Learning is always exploring a search space. Literally deciding which choice would be most likely to get to an answer. If you have a set of answers, deciding what alterations would make for a better answer.
Like, I don't know what you think is wrong on that? The human/expert feedback is there to provide scores that we don't know how to fully codify, yet. Is effectively acknowledging that we don't know how to codify the "I know it when I see it" rule. And based on those scores, the model updates and new things can be scored.
Direct human feedback - from an actual human - is the gold standard here, since it is an actual human who will be evaluating how well they like your deployed model.
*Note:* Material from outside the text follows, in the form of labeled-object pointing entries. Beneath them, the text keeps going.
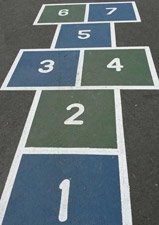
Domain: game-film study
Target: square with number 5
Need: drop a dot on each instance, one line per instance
(68, 189)
(118, 67)
(84, 36)
(44, 68)
(74, 119)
Note that using codified-HF (as is in fact already done - the actual HF being first used to train a proxy reward model) doesn't change things here - tuning the model to maximize this metric of human usability IS the goal. The idea of using RL is to do the search at training time rather than inference time when it'd be massively more expensive. You can think of all the multi-token model outputs being evaluated by the reward model as branches of the search tree, and the goal of RL is to influence earlier token selection to lead towards these preferred outputs.
This is no different from any other ML situation, though? Famously, people found out that Amazon's hands free checkout thing was being offloaded to people in the cases where the system couldn't give a high confidence answer. I would be shocked to know that those judgements were not then labeled and used in automated training later.
And I should say that I said "codified" but I don't mean just code. Labeled training samples is fine here. Doesn't change that finding a model that will give good answers is ultimately something that can be conceptualized as a search.
You are also blurring the reinforcement/scoring at inference time as compared to the work that is done at training time? The idea of using RL at training time is not just because it is expensive there. The goal is to find the policies that are best to use at inference time.
Like, I don't know what you think is wrong on that? The human/expert feedback is there to provide scores that we don't know how to fully codify, yet. Is effectively acknowledging that we don't know how to codify the "I know it when I see it" rule. And based on those scores, the model updates and new things can be scored.
What is not accurate in that description?